The main new concept you must understand is that we assume that our list of observed values is a subset of a much larger list of unobserved values. In the case of heights, you can imagine that our list of 812 male students comes from a hypothetical list containing all the heights of all the male students in all the world measured very precisely. Let’s say there are 1,000,000 of these measurements. This list of values has a distribution, like any list of values, and this larger distribution is really what we want to report to ET since it is much more general. Unfortunately, we don’t get to see it.
However, we make an assumption that helps us perhaps approximate it. If we had 1,000,000 values, measured very precisely, we could make a histogram with very, very small bins. The assumption is that if we show this, the height of consecutive bins will be similar. This is what we mean by smooth: we don’t have big jumps in the heights of consecutive bins. Below we have a hypothetical histogram with bins of size 1:
The smaller we make the bins, the smoother the histogram gets. Here are the histograms with bin width of 1, 0.5, and 0.1:
The smooth density is basically the curve that goes through the top of the histogram bars when the bins are very, very small. To make the curve not depend on the hypothetical size of the hypothetical list, we compute the curve on frequencies rather than counts:
Now, back to reality. We don’t have millions of measurements. Instead, we have 812 and we can’t make a histogram with very small bins.
We therefore make a histogram, using bin sizes appropriate for our data and computing frequencies rather than counts, and we draw a smooth curve that goes through the tops of the histogram bars. The following plots demonstrate the steps that lead to a smooth density:
However, remember that smooth is a relative term. We can actually control the smoothness of the curve that defines the smooth density through an option in the function that computes the smooth density curve. Here are two examples using different degrees of smoothness on the same histogram:
We need to make this choice with care as the resulting visualizations can change our interpretation of the data. We should select a degree of smoothness that we can defend as being representative of the underlying data. In the case of height, we really do have reason to believe that the proportion of people with similar heights should be the same. For example, the proportion that is 72 inches should be more similar to the proportion that is 71 than to the proportion that is 78 or 65. This implies that the curve should be pretty smooth; that is, the curve should look more like the example on the right than on the left.
While the histogram is an assumption-free summary, the smoothed density is based on some assumptions.
Note that interpreting the y-axis of a smooth density plot is not straightforward. It is scaled so that the area under the density curve adds up to 1. If you imagine we form a bin with a base 1 unit in length, the y-axis value tells us the proportion of values in that bin. However, this is only true for bins of size 1. For other size intervals, the best way to determine the proportion of data in that interval is by computing the proportion of the total area contained in that interval. For example, here are the proportion of values between 65 and 68:
The proportion of this area is about 0.3, meaning that about 30% of male heights are between 65 and 68 inches.
By understanding this, we are ready to use the smooth density as a summary.
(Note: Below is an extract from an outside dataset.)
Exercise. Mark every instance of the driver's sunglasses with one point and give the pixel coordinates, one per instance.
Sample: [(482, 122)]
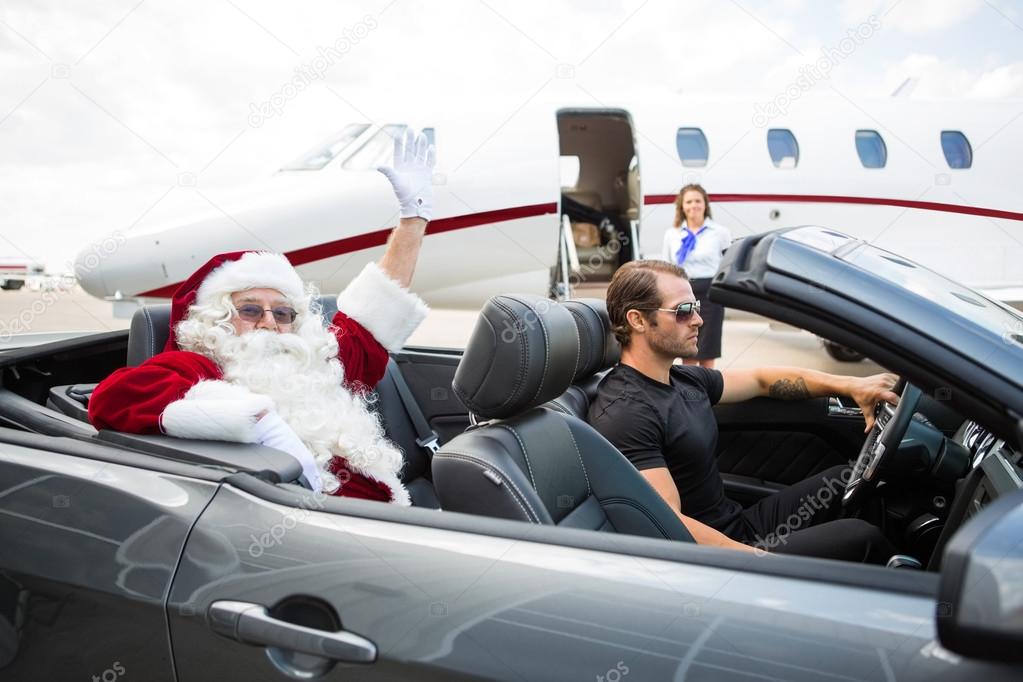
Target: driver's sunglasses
[(682, 313), (253, 313)]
For this dataset, we would feel quite comfortable with the smoothness assumption, and therefore with sharing this aesthetically pleasing figure with ET, which he could use to understand our male heights data:
As a final note, we point out that an advantage of smooth densities over histograms for visualization purposes is that densities make it easier to compare two distributions. This is in large part because the jagged edges of the histogram add clutter. Here is an example comparing male and female heights:
With the right argument, ggplot
automatically shades the intersecting
region with a different color. We will show examples of ggplot2 code
for densities in Section 91 as well as Section
8.162.